Salah satu alasan mengapa musik heavy metal cocok dengan struktur Cialdini dalam menciptakan misteri di dalam kelas adalah karena banyak misteri mengenai musik heavy metal dan bahayanya telah terpecahkan. Contoh yang menarik, dan ideal untuk diskusi kelas, adalah pengaruh dari Parent’s Music Resource Center (PRMC), yang dibentuk pada tahun 1985 dan dipimpin oleh Tipper Gore ( Chastagner, 1999 ).

PMRC percaya bahwa lirik dalam musik heavy metal secara langsung berkontribusi terhadap peningkatan upaya bunuh diri dan kekerasan seksual di kalangan remaja ( Sampar, 2005 ). PMRC menuntut agar album disensor, yang mengarah ke stiker “Penasihat Orang Tua” yang sekarang ditemukan di banyak album populer. PMRC menerapkan langkah-langkah khusus, memberi label peringatan pada musik dan mencoba melarang jenis musik tertentu, untuk melindungi orang dari efek yang dianggap berbahaya dari mendengarkan musik heavy metal.

PMRC dapat digunakan sebagai cara untuk memperkenalkan kekeliruan logis lebih lanjut, seperti kekeliruan emosional (misalnya, Slovic dan Peters, 2006). ) dan argumen dari otoritas ( Smith, 2010 ). Bukti yang menjadi dasar keputusan PRMC sepenuhnya bersifat anekdot, dan anekdot tersebut sangat emosional. Sementara anggota PMRC menggambarkan diri mereka sebagai ahli, tidak ada anggota yang memiliki keahlian yang memadai dalam memahami perilaku manusia. PMRC adalah titik diskusi yang ideal, karena penelitian telah dilakukan untuk menunjukkan bahwa klaim yang dibuat oleh organisasi tersebut tidak benar.

Berlawanan dengan kekhawatiran PMRC, orang-orang yang menjadi penggemar musik heavy metal di masa remaja bernasib lebih baik dalam banyak aspek kehidupan dewasa mereka daripada orang yang bukan penggemar. Howe dkk. (2015) mensurvei orang-orang yang merupakan remaja penggemar heavy metal di tahun 1980-an. Dibandingkan dengan mahasiswa dan kelompok pembanding setengah baya, penggemar heavy metal melaporkan bahwa mereka lebih bahagia selama masa remaja, dan lebih menyesuaikan diri saat dewasa 7 .

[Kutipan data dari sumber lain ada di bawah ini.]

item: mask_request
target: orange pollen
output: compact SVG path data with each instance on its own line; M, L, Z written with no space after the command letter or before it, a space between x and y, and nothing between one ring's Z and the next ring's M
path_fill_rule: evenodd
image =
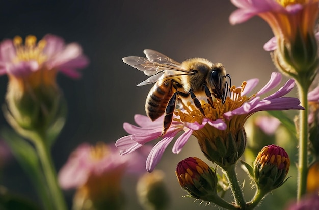
M99 142L95 146L91 147L91 157L95 161L99 161L107 156L109 153L109 149L105 144Z
M13 62L35 60L41 64L47 59L43 53L43 48L46 44L45 40L39 40L37 44L37 38L33 35L29 35L25 38L24 45L22 43L22 38L19 36L14 37L13 41L17 54Z
M181 102L183 105L183 110L177 110L174 114L179 116L180 119L175 118L174 120L182 122L194 123L195 122L201 124L204 118L207 118L213 121L223 118L223 114L229 111L232 111L241 107L245 102L248 101L253 95L250 97L247 96L242 96L242 92L245 89L247 82L243 82L240 88L236 88L232 86L229 88L232 93L231 97L227 97L224 103L222 100L216 99L213 102L214 107L208 103L202 101L201 106L204 111L203 115L199 109L194 105L193 101L188 101L185 104Z
M305 0L277 0L277 2L283 7L296 4L304 4Z

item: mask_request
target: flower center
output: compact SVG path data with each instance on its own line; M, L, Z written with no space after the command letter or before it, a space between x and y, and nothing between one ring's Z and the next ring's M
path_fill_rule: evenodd
M234 86L230 87L229 90L231 93L231 96L230 97L227 97L224 104L222 103L222 100L219 99L217 99L214 101L214 107L207 103L202 104L202 107L204 110L205 116L202 114L200 110L193 104L192 102L188 102L187 104L183 104L183 110L178 110L174 112L176 116L180 117L180 119L174 119L183 122L194 123L197 122L201 124L204 118L207 118L213 121L222 118L223 118L223 114L224 113L240 107L245 102L254 96L253 95L250 97L246 95L242 96L241 93L245 89L246 84L247 82L244 81L243 82L241 87L236 88Z
M45 40L39 40L37 44L37 38L33 35L29 35L25 38L24 45L22 41L22 38L19 36L13 39L13 44L17 54L14 62L35 60L41 64L46 60L46 56L42 53L46 44Z
M305 0L277 0L278 3L284 7L288 5L294 5L296 4L303 4L305 3Z
M97 142L95 146L91 146L91 157L93 160L99 161L110 152L108 146L102 142Z

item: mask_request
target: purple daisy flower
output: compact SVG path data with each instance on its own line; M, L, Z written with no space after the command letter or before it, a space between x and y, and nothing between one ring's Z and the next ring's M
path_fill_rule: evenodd
M246 95L257 85L258 79L244 82L239 88L232 87L231 96L227 97L224 104L215 101L213 108L208 103L202 103L205 116L192 103L183 104L183 108L175 110L171 126L149 154L146 161L147 170L152 171L154 169L168 144L181 132L183 133L176 139L173 147L173 153L180 152L193 135L198 139L202 151L209 160L223 166L234 163L245 148L244 124L251 114L263 110L304 109L298 99L284 97L294 86L295 81L292 79L274 94L260 99L259 96L277 87L281 78L280 73L273 72L268 83L250 97ZM121 155L130 153L161 135L163 117L152 122L146 116L136 115L135 120L138 126L124 123L123 127L130 135L120 138L116 143ZM232 140L234 141L227 142ZM230 148L229 143L232 144L232 147ZM229 159L232 154L236 154L236 157ZM228 159L226 160L226 157Z

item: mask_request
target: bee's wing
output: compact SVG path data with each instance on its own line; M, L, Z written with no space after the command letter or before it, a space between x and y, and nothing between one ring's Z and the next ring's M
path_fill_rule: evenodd
M179 71L179 74L185 73L190 73L191 72L185 69L181 66L181 64L175 61L166 55L154 50L145 50L144 53L147 58L142 57L130 56L125 57L123 61L138 69L143 71L147 76L155 75L160 72L169 71ZM175 73L175 74L178 74Z
M151 62L157 62L159 64L171 65L176 67L180 67L180 63L173 59L170 58L165 55L162 54L157 51L145 49L143 52L147 59Z
M145 85L146 84L151 84L155 83L158 81L162 80L165 78L171 78L177 76L180 76L183 74L183 74L179 71L174 71L174 70L165 70L165 71L163 71L162 72L160 72L158 74L156 74L154 75L153 75L149 78L141 82L140 84L138 84L137 86L143 86Z

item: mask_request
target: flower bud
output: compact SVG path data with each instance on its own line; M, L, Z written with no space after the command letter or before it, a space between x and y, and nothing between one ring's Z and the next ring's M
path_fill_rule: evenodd
M319 192L319 162L316 162L310 167L307 176L307 191L309 193Z
M207 201L217 196L215 171L200 159L190 157L181 161L175 173L179 184L191 197Z
M208 160L222 168L227 167L235 164L244 153L246 134L244 128L242 128L218 136L214 139L199 138L198 142Z
M48 72L40 71L32 76ZM24 88L21 83L24 83L21 78L10 78L6 95L6 106L4 107L8 123L16 131L28 138L31 132L45 133L58 121L64 123L66 106L56 85ZM25 87L30 83L22 85ZM59 121L61 119L63 120Z
M288 41L279 39L278 48L275 51L275 61L280 69L290 75L306 75L313 79L318 68L317 41L313 32L306 37L298 31L294 39ZM311 80L312 81L312 80Z
M270 192L285 182L290 159L285 150L276 145L264 147L254 162L255 181L264 191Z
M145 173L138 182L137 193L140 204L145 209L166 209L170 201L160 170Z

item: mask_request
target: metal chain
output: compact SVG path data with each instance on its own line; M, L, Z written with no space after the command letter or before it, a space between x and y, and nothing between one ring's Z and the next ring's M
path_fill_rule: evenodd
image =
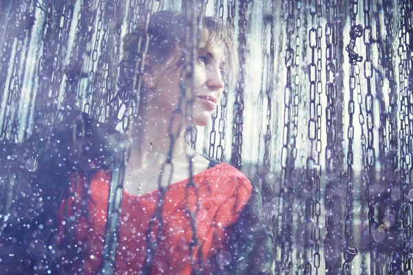
M322 71L322 50L321 50L321 38L323 36L323 28L321 28L321 18L323 16L322 10L322 2L321 0L317 0L315 5L315 11L313 12L317 13L317 85L315 90L317 91L317 105L316 105L316 165L314 168L315 173L315 188L314 192L314 214L315 215L314 233L313 233L313 245L314 245L314 254L313 259L313 264L315 269L315 274L319 274L319 269L320 268L321 264L321 254L320 254L320 243L321 241L321 228L320 225L320 218L321 214L321 153L322 151L322 142L321 142L321 116L322 116L322 106L321 95L323 93L323 84L321 81L321 71Z
M398 138L397 138L397 117L396 117L396 108L397 108L397 94L396 80L394 76L394 69L393 65L393 58L394 51L392 43L394 38L394 36L392 32L393 21L393 9L392 6L393 5L392 1L388 1L383 3L384 10L384 24L385 26L385 36L384 38L384 56L386 58L382 59L383 65L385 68L385 77L388 80L389 82L389 107L388 111L388 140L389 140L389 151L388 151L388 165L387 167L388 170L390 173L390 177L388 177L388 186L393 192L400 192L399 186L399 178L396 176L396 169L398 167ZM393 197L393 196L390 196ZM396 201L394 202L394 201ZM399 199L392 199L392 211L395 217L395 226L397 228L401 228L401 225L400 222L399 210L400 210L400 198ZM397 234L400 234L401 232L399 230L397 230ZM402 254L401 253L401 255ZM396 254L394 255L397 256ZM403 256L399 256L397 259L400 261ZM393 259L392 259L392 261ZM396 260L394 258L394 260ZM396 261L397 261L396 260ZM401 264L399 263L399 264ZM391 270L391 268L390 269ZM390 272L390 270L388 270Z
M235 5L235 4L234 4ZM233 18L231 17L232 16L232 13L230 12L230 9L231 6L230 6L229 1L227 2L227 9L228 9L228 15L226 18L226 21L229 23L232 24ZM218 20L224 23L224 0L220 0L220 6L218 9ZM226 118L226 102L228 100L228 95L226 91L224 89L222 92L222 98L221 98L220 107L218 107L217 106L217 109L215 113L212 114L212 126L211 130L209 133L209 148L208 150L208 156L211 158L215 158L219 162L222 162L224 160L224 146L222 146L223 142L225 141L225 120ZM220 119L218 120L218 133L219 136L219 144L217 146L215 144L216 141L216 120L218 118L218 109L220 111Z
M407 1L400 0L398 1L399 14L399 100L400 100L400 128L399 131L399 186L403 199L400 206L400 220L401 229L401 245L405 252L402 256L403 270L407 274L413 274L412 270L412 206L410 205L411 198L409 192L411 189L411 176L409 175L411 167L411 153L409 151L410 142L409 135L412 131L410 122L410 108L412 103L410 97L412 91L410 91L410 83L409 77L412 70L411 50L410 46L410 41L408 36L412 36L412 7ZM411 38L411 37L410 37ZM411 45L410 45L411 46Z
M247 12L250 0L240 3L238 10L238 60L239 74L241 76L237 82L235 100L233 107L231 164L238 170L242 166L242 131L244 127L244 91L245 89L245 60L246 58L246 32L248 28Z
M149 10L151 12L148 12L146 15L145 30L143 30L144 33L142 34L140 39L136 45L138 49L138 59L136 61L131 60L135 62L135 64L134 64L131 67L134 68L134 70L132 71L134 72L132 76L133 80L131 81L131 80L129 80L125 87L120 87L120 89L125 89L128 91L123 95L125 98L123 98L124 100L124 102L127 102L125 104L127 104L126 106L126 111L123 114L123 119L121 120L123 122L122 126L125 133L127 133L127 130L129 129L130 124L133 121L134 118L134 112L133 111L132 104L133 102L136 102L136 104L138 104L140 102L139 91L141 85L140 76L145 64L145 57L147 52L149 44L147 28L149 16L151 16L152 13L151 11L153 10L154 8L154 0L149 0L147 3L145 2L144 4L145 5L145 7L149 7ZM101 10L105 10L105 7L100 7ZM131 92L132 90L134 91L134 93ZM130 147L129 146L126 146L125 148L123 148L123 150L120 150L119 155L116 156L116 162L114 164L114 167L112 168L112 176L109 191L109 204L107 212L107 226L106 227L106 239L105 240L103 263L102 264L102 273L105 274L113 274L114 272L114 267L116 266L115 263L118 230L118 219L120 215L122 190L123 186L123 179L125 178L125 173L126 169L125 167L129 160L129 154ZM152 220L151 220L151 221L152 221ZM149 230L152 229L151 225L151 223L149 223L148 232L150 232ZM149 237L147 237L147 241L148 242L147 258L151 259L151 256L153 255L153 252L154 252L153 248L156 247L156 244L153 245L152 243L149 243L151 240ZM150 261L145 261L145 266L144 267L144 272L146 270L145 268L150 267L149 267L149 270L151 268Z
M366 199L368 204L368 221L369 221L369 236L372 242L370 247L370 257L372 255L377 255L379 250L377 249L377 244L374 242L374 236L377 233L377 224L374 217L374 194L371 194L371 190L375 184L375 164L376 155L374 148L374 96L372 93L372 78L373 76L372 67L372 25L371 19L371 1L370 0L363 1L363 10L364 14L364 36L363 42L366 46L366 60L364 60L364 78L367 82L367 94L365 98L365 107L366 112L366 126L367 126L367 148L366 151L365 160L366 162L366 168L368 169L368 177L366 179ZM374 261L370 261L370 273L382 273L380 265L375 265Z
M317 173L317 117L316 117L316 97L317 97L317 67L316 60L316 50L318 44L318 34L316 25L316 15L318 6L316 0L313 1L309 6L308 13L311 16L311 28L308 30L307 36L308 44L311 50L311 60L308 65L307 71L308 73L309 85L309 101L308 101L308 120L307 124L307 137L310 142L309 155L306 162L306 186L304 192L311 194L311 196L306 197L306 236L304 237L304 251L306 252L306 261L304 270L304 275L311 274L311 261L313 255L309 254L314 250L315 240L311 236L315 236L315 198L313 196L315 184L315 175ZM314 232L314 233L313 233ZM315 259L315 256L314 257Z
M96 10L95 19L98 18L96 23L96 30L94 39L94 46L91 49L91 54L87 56L87 64L89 68L89 76L87 79L87 87L86 88L85 102L83 104L83 111L86 113L92 114L93 111L96 109L96 102L99 101L98 93L95 92L98 90L98 87L94 87L96 85L95 75L96 74L97 65L98 64L98 58L99 58L98 47L100 43L100 35L102 34L102 28L103 28L103 16L106 10L106 1L99 0L98 2L97 9ZM104 34L103 34L104 35ZM100 103L100 102L99 102ZM96 113L94 114L96 115Z
M338 160L339 152L336 151L337 129L337 91L335 77L337 66L337 16L338 4L337 0L328 1L326 5L326 131L327 145L326 146L326 191L324 205L326 211L326 238L324 239L324 258L326 270L337 272L338 250L336 232L335 231L335 200L337 198L336 190L336 178L340 178L338 174L340 170Z
M277 242L280 245L281 254L277 256L277 253L275 253L276 272L279 274L288 274L292 268L291 262L291 245L292 245L292 232L291 224L288 224L287 219L290 219L291 215L286 215L284 211L281 210L281 204L287 204L290 207L292 204L290 200L292 199L292 186L289 184L290 173L290 158L292 156L291 153L288 151L288 144L290 142L291 133L291 105L293 100L293 85L291 81L291 70L294 66L294 50L291 47L292 35L295 30L295 17L294 10L295 7L294 3L288 1L283 1L282 6L284 10L286 10L285 18L285 30L286 38L286 49L284 52L284 65L286 69L286 82L284 87L284 124L282 131L282 148L281 151L281 179L280 182L282 185L280 186L278 197L279 200L277 209L278 213L275 221L275 236ZM284 206L282 206L284 207ZM291 212L292 210L286 209L287 212ZM288 217L287 217L288 216ZM290 221L291 222L291 221ZM278 248L275 248L278 250Z
M350 99L348 101L348 126L347 129L347 139L348 140L348 147L347 151L347 190L346 192L346 207L347 213L344 222L344 251L343 257L343 274L351 274L351 262L354 257L358 254L358 250L353 248L352 226L353 226L353 140L354 128L353 126L353 116L354 114L355 104L354 100L354 90L357 87L356 76L354 74L354 66L361 58L354 51L356 39L361 37L362 29L360 25L356 25L357 16L358 13L359 2L357 0L350 1L350 41L346 50L349 53L350 69Z

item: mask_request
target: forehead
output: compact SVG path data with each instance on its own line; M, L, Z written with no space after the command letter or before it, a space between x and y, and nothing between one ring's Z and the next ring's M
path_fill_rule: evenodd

Sedangkan Howe et al. (2015) studi menunjukkan bahwa mendengarkan musik heavy metal tampaknya tidak memiliki efek jangka panjang yang negatif, bagaimana dengan dampak mendengarkan musik agresif pada orang-orang yang merupakan penggemar heavy metal? PMRC mengklaim bahwa mendengarkan musik yang bermasalah akan menyebabkan agresi. Sharman dan Dingle (2015) menemukan bahwa mendengarkan musik ekstrem justru meningkatkan emosi positif bagi orang yang menikmati jenis musik tersebut. Data menunjukkan bahwa PMRC sebaiknya mengarahkan perhatian mereka ke tempat lain.

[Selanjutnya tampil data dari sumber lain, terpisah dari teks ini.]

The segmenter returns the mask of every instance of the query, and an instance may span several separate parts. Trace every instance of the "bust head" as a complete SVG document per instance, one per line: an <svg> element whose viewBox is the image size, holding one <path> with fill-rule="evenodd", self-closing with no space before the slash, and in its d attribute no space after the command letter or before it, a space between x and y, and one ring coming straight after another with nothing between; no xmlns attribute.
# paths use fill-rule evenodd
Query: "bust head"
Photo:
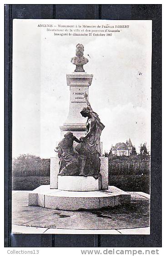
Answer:
<svg viewBox="0 0 166 256"><path fill-rule="evenodd" d="M67 132L65 134L64 134L64 137L65 138L70 138L73 136L73 133L71 133L71 132Z"/></svg>
<svg viewBox="0 0 166 256"><path fill-rule="evenodd" d="M82 115L82 116L84 117L84 118L89 117L90 113L90 110L88 108L83 108L80 112L80 113Z"/></svg>
<svg viewBox="0 0 166 256"><path fill-rule="evenodd" d="M84 46L81 44L78 44L76 46L76 55L78 57L82 57L84 54Z"/></svg>

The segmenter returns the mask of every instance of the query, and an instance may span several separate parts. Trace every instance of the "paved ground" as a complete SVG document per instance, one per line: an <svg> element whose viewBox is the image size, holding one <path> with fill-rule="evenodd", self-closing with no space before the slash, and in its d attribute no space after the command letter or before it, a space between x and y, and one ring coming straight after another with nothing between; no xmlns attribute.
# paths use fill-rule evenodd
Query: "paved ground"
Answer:
<svg viewBox="0 0 166 256"><path fill-rule="evenodd" d="M12 191L12 232L45 234L149 234L149 195L130 192L127 207L64 211L28 206L28 191Z"/></svg>

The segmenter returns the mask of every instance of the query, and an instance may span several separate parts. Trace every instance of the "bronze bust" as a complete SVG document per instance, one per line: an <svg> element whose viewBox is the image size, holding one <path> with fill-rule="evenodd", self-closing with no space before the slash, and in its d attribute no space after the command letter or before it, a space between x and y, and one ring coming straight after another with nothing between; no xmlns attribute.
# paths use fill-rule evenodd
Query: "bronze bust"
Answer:
<svg viewBox="0 0 166 256"><path fill-rule="evenodd" d="M71 62L76 65L75 72L85 72L83 65L88 62L88 60L83 56L84 46L81 44L76 46L76 56L72 58Z"/></svg>

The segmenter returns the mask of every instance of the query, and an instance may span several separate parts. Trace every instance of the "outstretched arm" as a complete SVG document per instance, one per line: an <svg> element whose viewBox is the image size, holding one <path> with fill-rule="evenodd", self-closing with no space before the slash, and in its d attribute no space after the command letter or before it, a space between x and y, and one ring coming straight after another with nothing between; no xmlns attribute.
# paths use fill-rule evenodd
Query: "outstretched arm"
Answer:
<svg viewBox="0 0 166 256"><path fill-rule="evenodd" d="M85 92L85 94L84 94L84 98L85 99L86 101L86 104L87 104L87 107L88 107L88 108L93 111L92 108L91 107L90 103L88 99L88 94L86 93L86 92Z"/></svg>
<svg viewBox="0 0 166 256"><path fill-rule="evenodd" d="M75 136L73 136L73 139L75 141L76 141L76 142L77 142L78 143L80 143L81 142L80 140L79 139L78 139L78 138L76 138Z"/></svg>

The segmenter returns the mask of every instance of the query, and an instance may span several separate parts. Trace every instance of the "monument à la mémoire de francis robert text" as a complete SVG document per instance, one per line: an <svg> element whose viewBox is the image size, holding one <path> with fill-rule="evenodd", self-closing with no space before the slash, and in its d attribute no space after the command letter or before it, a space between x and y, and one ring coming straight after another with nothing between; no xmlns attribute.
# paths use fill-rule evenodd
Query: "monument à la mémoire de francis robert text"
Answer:
<svg viewBox="0 0 166 256"><path fill-rule="evenodd" d="M93 75L85 72L83 65L88 60L84 50L82 44L76 45L76 56L71 61L75 69L66 76L69 111L60 127L57 155L50 158L50 185L40 186L30 193L29 205L75 210L130 203L130 194L108 186L108 159L101 156L100 142L105 126L88 100Z"/></svg>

Heavy metal tentu bukan satu-satunya topik, apalagi musik, yang diasosiasikan dengan perilaku bermasalah. Instruktur didorong untuk menggunakan pendekatan Cialdini dalam membawa misteri ke kelas dengan elemen budaya pop lainnya, seperti film, videogame, buku komik, dan bentuk musik lainnya untuk mempromosikan pemikiran ilmiah. Nilai penggunaan contoh dalam heavy metal adalah bahwa instruktur dapat merujuk pada penelitian yang menyoroti secara langsung hubungan antara bahaya dan gaya musik ini.

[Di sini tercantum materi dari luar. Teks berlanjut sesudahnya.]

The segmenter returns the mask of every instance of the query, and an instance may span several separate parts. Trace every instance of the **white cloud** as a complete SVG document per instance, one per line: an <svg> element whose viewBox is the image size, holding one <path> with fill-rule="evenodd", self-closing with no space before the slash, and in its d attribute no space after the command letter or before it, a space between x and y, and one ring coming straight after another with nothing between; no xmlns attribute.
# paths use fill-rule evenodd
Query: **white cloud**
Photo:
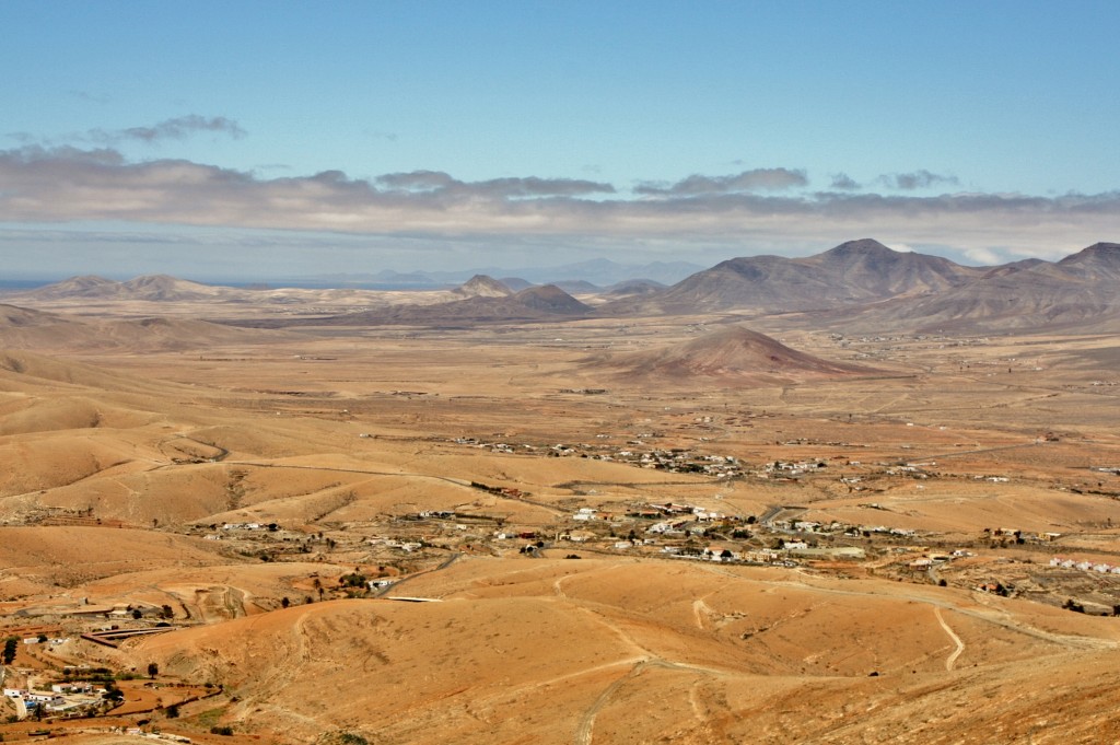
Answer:
<svg viewBox="0 0 1120 745"><path fill-rule="evenodd" d="M620 195L610 184L536 176L463 181L442 171L371 180L338 170L264 178L187 160L133 162L109 148L0 150L0 221L119 221L424 239L450 246L668 246L679 257L765 248L795 254L858 236L993 255L1052 255L1120 236L1120 193L760 195L808 183L775 168L692 176ZM768 185L768 186L767 186ZM1061 246L1061 249L1055 249ZM1061 253L1058 254L1061 255Z"/></svg>

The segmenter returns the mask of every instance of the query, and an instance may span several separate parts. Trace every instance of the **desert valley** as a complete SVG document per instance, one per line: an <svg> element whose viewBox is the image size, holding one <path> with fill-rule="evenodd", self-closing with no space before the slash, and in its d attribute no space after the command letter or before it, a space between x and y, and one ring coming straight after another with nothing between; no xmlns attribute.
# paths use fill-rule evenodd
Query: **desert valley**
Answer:
<svg viewBox="0 0 1120 745"><path fill-rule="evenodd" d="M1120 741L1120 244L0 295L3 742Z"/></svg>

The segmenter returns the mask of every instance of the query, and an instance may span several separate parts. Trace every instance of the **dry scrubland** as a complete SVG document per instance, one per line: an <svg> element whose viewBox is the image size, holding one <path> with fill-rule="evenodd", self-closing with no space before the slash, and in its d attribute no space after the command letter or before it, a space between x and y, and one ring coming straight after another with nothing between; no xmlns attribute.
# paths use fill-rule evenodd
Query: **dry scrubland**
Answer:
<svg viewBox="0 0 1120 745"><path fill-rule="evenodd" d="M4 687L158 673L8 742L1120 739L1120 575L1051 566L1120 565L1111 336L41 309L0 326L0 613L66 641Z"/></svg>

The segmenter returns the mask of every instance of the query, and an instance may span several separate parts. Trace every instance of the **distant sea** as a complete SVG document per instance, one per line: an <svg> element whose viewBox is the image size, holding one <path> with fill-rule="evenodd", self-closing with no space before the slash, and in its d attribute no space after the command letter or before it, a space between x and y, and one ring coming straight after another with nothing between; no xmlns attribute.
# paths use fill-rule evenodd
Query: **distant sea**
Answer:
<svg viewBox="0 0 1120 745"><path fill-rule="evenodd" d="M22 290L34 290L37 287L46 287L59 282L59 279L0 279L0 292L20 292ZM356 289L356 290L441 290L455 287L447 283L419 283L419 282L326 282L302 279L282 279L271 282L246 282L239 281L206 281L203 285L215 285L220 287L239 287L251 290L267 290L277 288L304 288L304 289Z"/></svg>
<svg viewBox="0 0 1120 745"><path fill-rule="evenodd" d="M53 279L0 279L0 291L34 290L36 287L46 287L56 281Z"/></svg>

Dengan menggunakan contoh-contoh dari musik heavy metal, instruktur dapat mengajukan pertanyaan tentang hubungan antara bahaya dan heavy metal, memungkinkan siswa untuk mempertimbangkan klaim tersebut, menerapkan keterampilan berpikir kritis, mengusulkan bagaimana klaim tersebut harus diuji, dan akhirnya memecahkan misteri dengan data dari literatur yang relevan.